Lorsque l’on demande à notre ministre pourquoi le gouvernement ne réquisitionne pas des logements vides, il s’exclame vertueusement ainsi : « La réquisition, c’est quoi ? C’est une atteinte au droit de propriété. Au nom de quoi va-t-on dire, c’est un logement privé, il est vide, on le réquisitionne ? ». Eh bien, mon cher ministre, on le réquisitionne au nom de la loi. Si le droit de propriété existe, il n’est pas absolu. On peut exproprier quelqu’un pour cause d’utilité publique et, lorsque la législation d’urbanisme n’est pas respectée, l’Etat peut même ordonner la démolition d’un bâtiment.

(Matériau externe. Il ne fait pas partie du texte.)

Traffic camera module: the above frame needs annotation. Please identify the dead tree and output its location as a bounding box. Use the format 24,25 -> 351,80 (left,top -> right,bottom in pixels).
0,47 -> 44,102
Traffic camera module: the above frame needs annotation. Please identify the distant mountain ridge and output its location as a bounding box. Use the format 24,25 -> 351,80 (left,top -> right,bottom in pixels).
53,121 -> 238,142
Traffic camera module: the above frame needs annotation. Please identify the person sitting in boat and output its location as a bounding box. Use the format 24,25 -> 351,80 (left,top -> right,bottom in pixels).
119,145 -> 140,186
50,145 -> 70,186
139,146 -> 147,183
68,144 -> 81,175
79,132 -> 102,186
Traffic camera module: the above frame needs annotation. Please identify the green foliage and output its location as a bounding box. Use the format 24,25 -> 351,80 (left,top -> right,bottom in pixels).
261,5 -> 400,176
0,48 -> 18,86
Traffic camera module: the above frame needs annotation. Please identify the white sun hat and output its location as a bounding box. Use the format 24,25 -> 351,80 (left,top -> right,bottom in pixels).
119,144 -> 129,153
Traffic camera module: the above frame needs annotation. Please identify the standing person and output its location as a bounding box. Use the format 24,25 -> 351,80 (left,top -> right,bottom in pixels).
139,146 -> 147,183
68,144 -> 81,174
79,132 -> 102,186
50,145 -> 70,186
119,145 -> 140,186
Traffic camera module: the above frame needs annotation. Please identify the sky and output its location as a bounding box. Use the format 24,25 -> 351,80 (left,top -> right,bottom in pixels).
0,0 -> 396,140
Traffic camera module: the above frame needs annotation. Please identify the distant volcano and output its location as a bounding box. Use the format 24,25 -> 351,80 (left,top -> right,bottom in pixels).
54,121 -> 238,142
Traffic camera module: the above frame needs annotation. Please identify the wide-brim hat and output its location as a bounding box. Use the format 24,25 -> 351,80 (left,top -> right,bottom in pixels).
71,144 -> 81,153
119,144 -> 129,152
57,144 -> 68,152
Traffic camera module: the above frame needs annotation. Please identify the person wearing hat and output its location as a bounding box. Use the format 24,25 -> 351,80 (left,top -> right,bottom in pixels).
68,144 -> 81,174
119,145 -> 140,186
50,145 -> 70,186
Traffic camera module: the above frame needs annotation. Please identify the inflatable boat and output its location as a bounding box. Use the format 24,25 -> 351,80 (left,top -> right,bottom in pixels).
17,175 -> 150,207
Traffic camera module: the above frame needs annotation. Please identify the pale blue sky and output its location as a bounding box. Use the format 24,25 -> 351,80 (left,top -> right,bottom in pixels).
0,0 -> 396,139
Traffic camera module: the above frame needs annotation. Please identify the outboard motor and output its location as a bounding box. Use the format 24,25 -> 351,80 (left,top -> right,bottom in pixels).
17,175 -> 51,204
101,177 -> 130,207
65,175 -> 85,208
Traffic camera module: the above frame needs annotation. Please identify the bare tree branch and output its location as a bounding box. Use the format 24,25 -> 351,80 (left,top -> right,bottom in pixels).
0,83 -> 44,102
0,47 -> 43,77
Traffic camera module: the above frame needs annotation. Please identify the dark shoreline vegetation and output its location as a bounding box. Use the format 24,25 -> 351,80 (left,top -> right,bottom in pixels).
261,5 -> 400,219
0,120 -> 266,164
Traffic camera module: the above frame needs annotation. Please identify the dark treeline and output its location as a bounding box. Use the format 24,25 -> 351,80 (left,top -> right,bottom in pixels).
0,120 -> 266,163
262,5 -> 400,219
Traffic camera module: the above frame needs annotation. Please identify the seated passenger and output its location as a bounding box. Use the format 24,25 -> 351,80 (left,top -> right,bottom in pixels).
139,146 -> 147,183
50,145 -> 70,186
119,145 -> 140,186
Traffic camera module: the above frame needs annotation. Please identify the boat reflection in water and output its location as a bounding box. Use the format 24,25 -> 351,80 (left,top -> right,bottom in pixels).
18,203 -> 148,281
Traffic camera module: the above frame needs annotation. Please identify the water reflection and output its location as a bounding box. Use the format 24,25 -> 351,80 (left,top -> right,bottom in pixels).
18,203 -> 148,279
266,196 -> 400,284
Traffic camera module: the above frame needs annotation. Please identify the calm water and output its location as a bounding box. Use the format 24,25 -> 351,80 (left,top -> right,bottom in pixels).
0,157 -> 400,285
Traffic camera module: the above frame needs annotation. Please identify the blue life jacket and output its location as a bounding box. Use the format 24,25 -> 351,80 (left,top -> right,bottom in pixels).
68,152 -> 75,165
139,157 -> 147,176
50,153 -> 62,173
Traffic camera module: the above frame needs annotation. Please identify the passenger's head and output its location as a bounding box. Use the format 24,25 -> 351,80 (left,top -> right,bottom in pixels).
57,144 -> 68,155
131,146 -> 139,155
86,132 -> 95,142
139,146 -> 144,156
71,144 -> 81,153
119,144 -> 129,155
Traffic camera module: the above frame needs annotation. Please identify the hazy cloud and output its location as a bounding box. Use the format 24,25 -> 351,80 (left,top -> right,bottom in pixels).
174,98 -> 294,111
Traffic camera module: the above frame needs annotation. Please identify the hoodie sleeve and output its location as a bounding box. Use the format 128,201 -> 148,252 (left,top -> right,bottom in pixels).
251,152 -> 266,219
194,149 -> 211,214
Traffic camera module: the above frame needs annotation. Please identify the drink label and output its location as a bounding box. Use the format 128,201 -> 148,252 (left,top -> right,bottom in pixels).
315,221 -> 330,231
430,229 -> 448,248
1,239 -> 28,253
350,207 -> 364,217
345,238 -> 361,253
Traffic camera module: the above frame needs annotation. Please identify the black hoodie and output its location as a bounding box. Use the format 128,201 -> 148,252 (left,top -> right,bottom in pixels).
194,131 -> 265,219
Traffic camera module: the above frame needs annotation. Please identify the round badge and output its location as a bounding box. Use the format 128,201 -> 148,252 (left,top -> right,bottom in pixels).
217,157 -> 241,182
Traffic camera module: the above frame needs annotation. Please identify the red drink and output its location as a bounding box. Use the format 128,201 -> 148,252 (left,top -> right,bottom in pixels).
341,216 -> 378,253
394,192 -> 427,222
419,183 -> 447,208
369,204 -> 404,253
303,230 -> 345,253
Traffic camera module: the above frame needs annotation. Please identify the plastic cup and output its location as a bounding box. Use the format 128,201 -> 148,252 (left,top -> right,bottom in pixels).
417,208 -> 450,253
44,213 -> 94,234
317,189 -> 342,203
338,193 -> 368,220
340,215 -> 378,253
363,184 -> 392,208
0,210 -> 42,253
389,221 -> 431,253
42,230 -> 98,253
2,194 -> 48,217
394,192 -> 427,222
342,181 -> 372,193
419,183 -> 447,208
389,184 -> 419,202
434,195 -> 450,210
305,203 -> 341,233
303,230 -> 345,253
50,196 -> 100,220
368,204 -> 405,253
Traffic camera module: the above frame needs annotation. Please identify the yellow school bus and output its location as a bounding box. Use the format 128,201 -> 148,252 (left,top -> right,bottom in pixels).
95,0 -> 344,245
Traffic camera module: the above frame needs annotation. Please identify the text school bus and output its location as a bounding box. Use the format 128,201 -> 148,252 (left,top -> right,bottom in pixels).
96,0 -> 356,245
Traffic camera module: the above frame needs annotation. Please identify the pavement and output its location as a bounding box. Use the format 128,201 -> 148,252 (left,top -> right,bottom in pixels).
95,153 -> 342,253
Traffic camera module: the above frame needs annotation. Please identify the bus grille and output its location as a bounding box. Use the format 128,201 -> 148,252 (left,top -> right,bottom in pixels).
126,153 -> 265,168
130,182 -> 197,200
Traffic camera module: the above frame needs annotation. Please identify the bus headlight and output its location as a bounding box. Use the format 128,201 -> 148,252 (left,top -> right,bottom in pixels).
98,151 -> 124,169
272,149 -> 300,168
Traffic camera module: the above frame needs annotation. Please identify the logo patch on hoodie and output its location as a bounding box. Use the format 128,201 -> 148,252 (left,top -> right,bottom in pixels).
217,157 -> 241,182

Notre candide ministre poursuit ainsi : « Problème d’efficacité : est-ce que ça marche et est-ce que ça va être efficace ? […] si vous envoyez comme message aux propriétaires que, s’ils ne louent pas leur appartement, on va le réquisitionner, ch’uis pas convaincu que ça va développer l’offre locative en France, je suis même convaincu de l’inverse. Si on dit à tous les propriétaires de France : " j’vous préviens, si vous louez pas, on va piquer votre logement et on va le réquisitionner", est-ce que vous pensez sincèrement qu’ça va développer l’offre locative en France ? Je n’le crois pas ».
M. Apparu nous parle de sa conviction. Fort bien. Mais sur quoi la fonde-t-il ? Il est vraisemblable que, si l’on vient à envisager la réquisition des logements vides, un certain nombre des propriétaires concernés s’arrangeront pour présenter des justificatifs d’occupation. Mais qu’est-ce qui permet d’affirmer qu’il n’en résultera pas un développement de l’offre locative ? Là où l’argumentation devient surréaliste, c’est lorsque le même ministre nous dit, qu’après avoir recensé le nombre de logements ainsi disponibles, le gouvernement Jospin avait en son temps renoncé à la réquisition. Selon M. Apparu, le fait que M. Jospin n’ait pas utilisé la réquisition démontre que cette procédure est inefficace. En somme, si l’on me dit qu’un régime protéiné fait maigrir, je ne l’observe pas, et j’en conclus à l’inefficacité de ce régime !
Là où notre ministre du logement devient franchement manipulateur, c’est quand il déclare : « si vous louez pas, on va piquer votre logement ». La réquisition ne consiste pas à déposséder le propriétaire, elle l’empêche de jouir à sa guise de son bien. Certes, c’est une contrainte qui peut être sévère mais il est malhonnête de l’assimiler à un vol. Et ce langage familier s’adresse à « tous les propriétaires de France », y compris les plus modestes qui n’ont pu accéder à la propriété de leur logement qu’au prix de lourds sacrifices. Ils ne sont en rien concernés par des mesures de réquisition mais M. Apparu les enrôle ainsi comme soutiens des possédants qui ont choisi la pierre pour mettre leur patrimoine à l’abri.
Nous voilà rassurés. Ce ministre est jeune mais il entretient avec la vérité les mêmes rapports que ses aînés au gouvernement.